Is there ways you see digital fashion becoming more ‘green’ in the future?

I think the discussion of making things green is a very wide and broad discussion. Many things depend on other things and the climate is not an easy to understand system. We don't know what the impact is of things we do now and what the world will look like a hundred years from now. What I do know is that it often starts with ourselves and that's also how I approach it, when I live the example, people around you will follow. I hope our way of working will inspire young designers to come and join the digital revolution, so we can create the mindset shift together.

Have you run into any skeptics of digital fashion? How do you address these queries?

Only thing I've come across my entire career is skeptics, and somehow they always seem to be fascinated too. You either hate it or love it, and there is nothing in between. The most heard sentence is mostly: "Look! The emperors new clothes!" because people perceive something non physical as worthless or non existing. This is changing massively with the entire new generation who grew up with the virtual world integrated in their lives and get this idea of digital clothing right away without explanation needed. I think it’s a generational difference that will shift over time and we are not here to convince anyone, if you don't like it that is perfectly fine. There are people who love vinyl and people who love Spotify. Doesn't mean one is better than the other, its just a different way of looking at things.

What is your favourite thing about 3D fashion?

The endless possibilities that you can create with it. It doesn't have to make sense, it doesn't have to work with earth's gravity. You can create your wildest imaginations. It lets people tell their stories without needing to have a million in the bank to start a fashion label, you can do that from your computer at home. It creates new value systems where everyone can participate, not just the big names we already know. If we can create a name for ourselves, anyone can.

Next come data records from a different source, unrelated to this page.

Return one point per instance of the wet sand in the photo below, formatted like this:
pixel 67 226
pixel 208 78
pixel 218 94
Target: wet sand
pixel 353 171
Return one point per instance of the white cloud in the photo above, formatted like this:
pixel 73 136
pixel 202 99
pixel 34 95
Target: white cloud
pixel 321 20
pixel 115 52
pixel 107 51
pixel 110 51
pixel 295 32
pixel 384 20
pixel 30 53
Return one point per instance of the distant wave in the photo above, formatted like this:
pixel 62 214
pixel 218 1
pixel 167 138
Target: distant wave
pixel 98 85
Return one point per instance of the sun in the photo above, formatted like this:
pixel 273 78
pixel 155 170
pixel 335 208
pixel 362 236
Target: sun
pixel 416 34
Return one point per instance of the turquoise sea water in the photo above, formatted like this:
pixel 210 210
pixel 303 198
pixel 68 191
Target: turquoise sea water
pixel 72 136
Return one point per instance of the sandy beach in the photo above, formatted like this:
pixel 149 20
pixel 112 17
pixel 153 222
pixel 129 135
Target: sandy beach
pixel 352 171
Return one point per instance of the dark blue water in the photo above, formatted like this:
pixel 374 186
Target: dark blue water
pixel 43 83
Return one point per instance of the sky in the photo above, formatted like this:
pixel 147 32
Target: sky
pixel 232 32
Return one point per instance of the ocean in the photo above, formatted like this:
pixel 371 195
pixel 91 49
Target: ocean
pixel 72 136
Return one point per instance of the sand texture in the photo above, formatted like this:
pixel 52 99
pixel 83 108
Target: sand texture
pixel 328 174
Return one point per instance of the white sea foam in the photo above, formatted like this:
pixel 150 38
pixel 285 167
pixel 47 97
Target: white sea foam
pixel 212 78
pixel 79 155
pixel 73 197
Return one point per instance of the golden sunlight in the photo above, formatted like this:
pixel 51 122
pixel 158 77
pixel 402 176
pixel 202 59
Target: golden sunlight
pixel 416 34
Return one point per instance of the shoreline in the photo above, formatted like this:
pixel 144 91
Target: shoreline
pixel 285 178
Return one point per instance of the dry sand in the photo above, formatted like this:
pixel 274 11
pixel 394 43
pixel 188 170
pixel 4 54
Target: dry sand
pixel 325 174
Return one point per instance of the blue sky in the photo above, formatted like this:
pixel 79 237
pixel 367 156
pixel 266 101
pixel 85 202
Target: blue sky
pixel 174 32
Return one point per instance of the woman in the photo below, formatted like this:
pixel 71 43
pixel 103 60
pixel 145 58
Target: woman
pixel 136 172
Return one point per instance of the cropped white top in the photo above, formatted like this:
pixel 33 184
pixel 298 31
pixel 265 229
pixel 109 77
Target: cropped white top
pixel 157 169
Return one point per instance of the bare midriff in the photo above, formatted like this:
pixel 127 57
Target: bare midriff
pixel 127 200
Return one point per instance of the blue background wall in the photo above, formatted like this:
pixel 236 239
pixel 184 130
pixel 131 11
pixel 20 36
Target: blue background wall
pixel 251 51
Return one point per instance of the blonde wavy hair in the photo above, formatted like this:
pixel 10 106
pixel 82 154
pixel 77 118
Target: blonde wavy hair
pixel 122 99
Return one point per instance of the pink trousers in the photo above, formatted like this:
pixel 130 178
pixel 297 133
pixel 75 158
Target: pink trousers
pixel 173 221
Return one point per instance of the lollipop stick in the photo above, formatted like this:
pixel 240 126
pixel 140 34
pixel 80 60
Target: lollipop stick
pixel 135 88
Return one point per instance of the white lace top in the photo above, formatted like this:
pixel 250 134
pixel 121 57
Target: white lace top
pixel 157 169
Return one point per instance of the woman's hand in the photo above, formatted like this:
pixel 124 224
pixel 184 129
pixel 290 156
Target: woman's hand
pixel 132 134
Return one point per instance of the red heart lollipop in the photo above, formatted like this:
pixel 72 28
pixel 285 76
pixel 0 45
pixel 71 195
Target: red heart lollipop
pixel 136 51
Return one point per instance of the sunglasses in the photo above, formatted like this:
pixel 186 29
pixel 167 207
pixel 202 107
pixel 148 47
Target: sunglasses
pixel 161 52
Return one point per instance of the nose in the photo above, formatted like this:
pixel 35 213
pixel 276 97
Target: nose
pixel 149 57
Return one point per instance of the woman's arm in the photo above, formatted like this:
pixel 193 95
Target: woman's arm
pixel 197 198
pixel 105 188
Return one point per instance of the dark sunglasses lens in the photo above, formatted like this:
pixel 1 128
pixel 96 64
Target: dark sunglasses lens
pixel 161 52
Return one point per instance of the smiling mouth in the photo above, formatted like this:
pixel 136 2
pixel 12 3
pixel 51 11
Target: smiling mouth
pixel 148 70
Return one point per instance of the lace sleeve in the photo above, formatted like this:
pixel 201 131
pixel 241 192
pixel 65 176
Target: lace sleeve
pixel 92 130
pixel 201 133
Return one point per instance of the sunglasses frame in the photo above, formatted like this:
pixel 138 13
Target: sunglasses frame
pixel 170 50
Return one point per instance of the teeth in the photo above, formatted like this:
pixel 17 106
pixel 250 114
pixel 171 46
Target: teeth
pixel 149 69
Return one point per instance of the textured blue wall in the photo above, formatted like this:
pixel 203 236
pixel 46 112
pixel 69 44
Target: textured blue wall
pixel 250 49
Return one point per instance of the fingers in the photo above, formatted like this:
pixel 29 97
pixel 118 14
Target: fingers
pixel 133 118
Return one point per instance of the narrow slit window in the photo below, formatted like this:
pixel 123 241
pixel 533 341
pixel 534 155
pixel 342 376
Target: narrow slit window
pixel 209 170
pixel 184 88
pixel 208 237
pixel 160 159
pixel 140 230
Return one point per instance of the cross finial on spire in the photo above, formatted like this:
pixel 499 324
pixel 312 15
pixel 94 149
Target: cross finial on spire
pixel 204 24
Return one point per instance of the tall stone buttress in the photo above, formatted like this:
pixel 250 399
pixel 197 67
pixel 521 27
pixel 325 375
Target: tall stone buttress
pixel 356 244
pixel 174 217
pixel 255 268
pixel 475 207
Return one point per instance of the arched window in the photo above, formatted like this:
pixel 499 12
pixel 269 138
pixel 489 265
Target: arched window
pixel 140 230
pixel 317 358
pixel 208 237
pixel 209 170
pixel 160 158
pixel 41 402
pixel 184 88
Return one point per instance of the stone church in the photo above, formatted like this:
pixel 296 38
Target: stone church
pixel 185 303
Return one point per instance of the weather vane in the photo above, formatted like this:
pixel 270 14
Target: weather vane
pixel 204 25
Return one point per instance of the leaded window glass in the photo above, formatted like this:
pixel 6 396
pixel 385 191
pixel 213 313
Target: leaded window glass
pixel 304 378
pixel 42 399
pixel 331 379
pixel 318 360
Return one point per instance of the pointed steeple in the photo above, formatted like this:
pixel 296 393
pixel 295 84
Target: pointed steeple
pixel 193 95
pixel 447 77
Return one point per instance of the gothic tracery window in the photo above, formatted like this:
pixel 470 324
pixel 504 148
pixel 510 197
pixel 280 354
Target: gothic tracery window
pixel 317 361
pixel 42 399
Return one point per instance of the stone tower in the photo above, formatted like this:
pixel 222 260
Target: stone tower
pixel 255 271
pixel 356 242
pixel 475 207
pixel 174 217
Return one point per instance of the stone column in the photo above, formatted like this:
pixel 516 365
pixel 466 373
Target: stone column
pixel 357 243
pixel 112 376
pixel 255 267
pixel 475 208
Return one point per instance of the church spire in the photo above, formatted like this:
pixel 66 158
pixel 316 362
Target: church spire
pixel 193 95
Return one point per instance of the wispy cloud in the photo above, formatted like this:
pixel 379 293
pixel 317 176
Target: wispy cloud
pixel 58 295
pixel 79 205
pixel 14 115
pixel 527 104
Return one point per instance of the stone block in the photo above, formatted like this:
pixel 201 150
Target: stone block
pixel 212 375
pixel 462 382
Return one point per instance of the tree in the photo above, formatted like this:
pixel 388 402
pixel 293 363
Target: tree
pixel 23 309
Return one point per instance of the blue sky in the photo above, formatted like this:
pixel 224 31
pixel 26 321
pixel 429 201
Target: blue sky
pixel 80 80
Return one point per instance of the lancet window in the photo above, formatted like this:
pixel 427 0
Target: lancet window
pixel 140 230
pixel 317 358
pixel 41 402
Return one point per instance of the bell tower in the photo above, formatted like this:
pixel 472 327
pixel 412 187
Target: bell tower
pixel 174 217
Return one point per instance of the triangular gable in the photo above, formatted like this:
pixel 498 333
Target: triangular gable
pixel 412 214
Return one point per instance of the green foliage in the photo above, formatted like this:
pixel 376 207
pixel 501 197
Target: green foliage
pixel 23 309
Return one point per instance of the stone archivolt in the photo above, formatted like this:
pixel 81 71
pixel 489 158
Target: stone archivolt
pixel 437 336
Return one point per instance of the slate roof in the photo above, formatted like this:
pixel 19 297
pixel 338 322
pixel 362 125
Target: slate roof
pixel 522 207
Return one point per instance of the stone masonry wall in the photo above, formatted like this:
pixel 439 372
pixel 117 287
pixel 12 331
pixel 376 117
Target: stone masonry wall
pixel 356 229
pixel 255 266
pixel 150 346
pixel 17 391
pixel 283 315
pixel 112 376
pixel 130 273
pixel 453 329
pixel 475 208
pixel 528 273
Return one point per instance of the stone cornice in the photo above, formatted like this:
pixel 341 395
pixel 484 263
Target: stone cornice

"Only thing I've come across my entire career is skeptics, and somehow they always seem to be fascinated too."

Amber Jae Slooten Co-Founder and Creative Director of The Fabricant

So what can we expect from this digital nuance?

3D technology is becoming more prevalent in the fashion industry and is expected to bring significant changes to the way clothing and accessories are designed, produced and consumed. It can increase efficiency by speeding up the design and production process, reducing time and costs. 3D technology also allows for greater design complexity and sustainability by reducing the need for physical samples, cutting down on textile waste and resources used. Additionally, it will enable customization and personalization through 3D scanning and virtual try-on technology, giving customers the ability to create custom clothing and accessories or see how an item will look on them. Virtual and augmented reality will also become more prevalent in fashion, allowing customers to try on clothes and accessories from the comfort of their own home. Finally, 3D fashion can be used to create digital fashion shows, creating a more dynamic and interactive experience for the audience.